Converting Char Array to Integer

I fall into a interesting problem. When I first call string_to_int, stack created a memory buffer for size 6, and converted to a correct integer. But at the second call, IMO, stack reused the buffer (because smaller than size 6?), i still see content " 513" at the break point, so atoi converted to 56513 instant of 56.

How should I do array to int properly and fast ? I can't use strtoi, or stoi because the array can be sometimes fill by space only. i can't directly pass the array to atoi because the array (char stream from network), for example, can be "123456" but it actually contain 2 separate values "123" and "456"

    static int string_to_int(const char* number, int size)
    {
        char stackbuf[size];
        memcpy(stackbuf, number, size);
        return atoi(stackbuf);
    }

char* ptr1 = "   513"

string_to_int(ptr1, 6); //result = 513

char* ptr2 = "056"

string_to_int(ptr2, 3); //result = 56513

Upvotes: 2

Views: 3687

Answers (2)

Foon
Foon

Reputation: 6433

As noted by iharob, the issue is that in your 2nd case, you don't have a null-terminated string for atoi to work with.

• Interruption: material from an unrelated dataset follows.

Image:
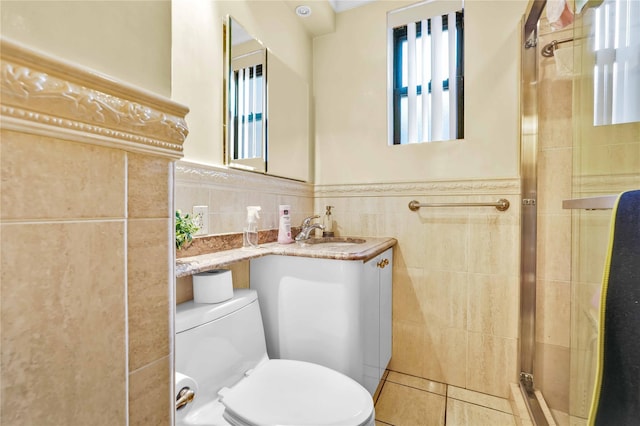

static int string_to_int(const char* number, int size)
    {
        char stackbuf[size+1];
        memcpy(stackbuf, number, size);
        stackbuf[size] = '\0'; //or you could use strncpy
        return atoi(stackbuf);
    }

Upvotes: 2

Iharob Al Asimi
Iharob Al Asimi

Reputation: 53006

You need the nul terminator for atoi to work correctly, try strcpy() instead of memcpy() or copy size + 1 bytes.